I would really like the extra energy and fps, with the 5" barrel. 

I will be using my gun for hunting. So, the 5" barrel is very important.

WHERE CAN I FIND ONE??? ive checked FNH site, gunbroker, just about all over. I cannot find the 5" barrel anywhere

Thanks for all help.


----------



## GCBHM (Mar 24, 2014)

There probably is no 5" barrel for the FNS 40. To my knowledge, these FN doesn't make "hunting" style pistols per se. Most hunting pistols are revolvers, although you can get extended barrels for some models like Glock and a few others. Of course, Colt makes a 5" pistol, but it is a .45. Most of the time, these are custom made jobs, so you may want to search for custom barrels.


----------



## tps3443 (Aug 23, 2014)

No they make the FNS-40L long slide. The gun is identical to mine accept my gun has a 4" barrel, and the FNS-40L Longslide has a 5" inch barrel. I want the barrel badly! :mrgreen:

LINK BELOW, FNS-40L LONGSLIDE COMPETITION GUN.

http://www.fnhusa.com/l/products/handguns/fns-series/fns-40-long-slide

These fns models can swap parts very well. My factory oem magazines say 40S&W or 357SIG. So installing just the Sig barrel and ive got a 357 sig.
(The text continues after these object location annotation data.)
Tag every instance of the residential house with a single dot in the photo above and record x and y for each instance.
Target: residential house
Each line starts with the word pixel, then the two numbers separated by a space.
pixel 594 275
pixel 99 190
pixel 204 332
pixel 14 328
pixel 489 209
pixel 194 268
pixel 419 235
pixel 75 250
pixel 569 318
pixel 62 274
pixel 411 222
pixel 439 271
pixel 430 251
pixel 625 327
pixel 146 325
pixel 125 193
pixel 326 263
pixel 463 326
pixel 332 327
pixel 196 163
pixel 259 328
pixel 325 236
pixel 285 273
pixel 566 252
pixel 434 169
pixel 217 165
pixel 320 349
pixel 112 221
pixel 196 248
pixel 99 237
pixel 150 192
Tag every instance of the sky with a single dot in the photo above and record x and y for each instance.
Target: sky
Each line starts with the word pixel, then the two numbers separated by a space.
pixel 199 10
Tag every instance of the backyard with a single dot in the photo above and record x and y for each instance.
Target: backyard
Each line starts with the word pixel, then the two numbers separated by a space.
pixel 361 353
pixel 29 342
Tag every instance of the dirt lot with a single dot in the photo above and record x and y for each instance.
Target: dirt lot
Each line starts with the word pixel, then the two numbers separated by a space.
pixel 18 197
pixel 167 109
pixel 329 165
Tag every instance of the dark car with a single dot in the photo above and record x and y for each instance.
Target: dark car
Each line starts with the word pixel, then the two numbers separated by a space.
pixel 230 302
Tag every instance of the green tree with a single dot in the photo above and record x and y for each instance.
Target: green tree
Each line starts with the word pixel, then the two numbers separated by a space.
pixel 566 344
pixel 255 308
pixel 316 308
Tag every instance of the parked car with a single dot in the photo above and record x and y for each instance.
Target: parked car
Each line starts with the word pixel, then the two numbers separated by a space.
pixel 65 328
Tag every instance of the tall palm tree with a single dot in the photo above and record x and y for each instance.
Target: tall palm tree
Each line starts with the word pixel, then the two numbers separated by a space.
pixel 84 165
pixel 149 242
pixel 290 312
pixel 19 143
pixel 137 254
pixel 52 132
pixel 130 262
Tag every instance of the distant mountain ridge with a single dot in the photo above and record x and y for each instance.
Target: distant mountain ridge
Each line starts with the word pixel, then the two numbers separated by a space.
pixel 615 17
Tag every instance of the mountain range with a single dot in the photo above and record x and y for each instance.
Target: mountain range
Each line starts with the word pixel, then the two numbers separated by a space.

EFK makes custom barrels, standard, ported, or threaded. Although, his barrels are only available in 4.5" and they have a 30 to 90 day waiting period, if you opt for the 4.5" due to custom design. He also sells the 357SIG barrel, or 9mm barrel if I ever wanted to convert my gun.

But you see if I installed the FNS-40L longslide 5inch barrel, it would be sticking out of my gun. Because the fns40L has a longer slide, and a longer barrel. So using my standard short slide with the long barrel would look awesome. Almost like a 10mm hunting glock W/ a extended lone wolf barrel.


----------



## GCBHM (Mar 24, 2014)

Have you contacted FN about it?


----------



## tps3443 (Aug 23, 2014)

I sent parts a email to buy the barrel.

I have found a FNS 40 Long Slide 5" gun.

Im trying to workout a deal, I really only want the barrel. So it sticks out of my slide and my gun will look like a actual extended barrel hunting gun. And, not have all that extra slide mass.

I just love the look of that 10mm or 40S&W Glock with that extended lone wolf barrel installed. Very accurate! And very powerful! Perfect for deer or turkey hunting.

Here is a comparison of the two side by side.


----------



## Dakotakid (May 1, 2021)

I know this was a long time ago but any updates on this?


----------



## CoachJones512 (4 mo ago)

Dakotakid said:


> I know this was a long time ago but any updates on this?


eBay proably if u wast 5inc barrel


----------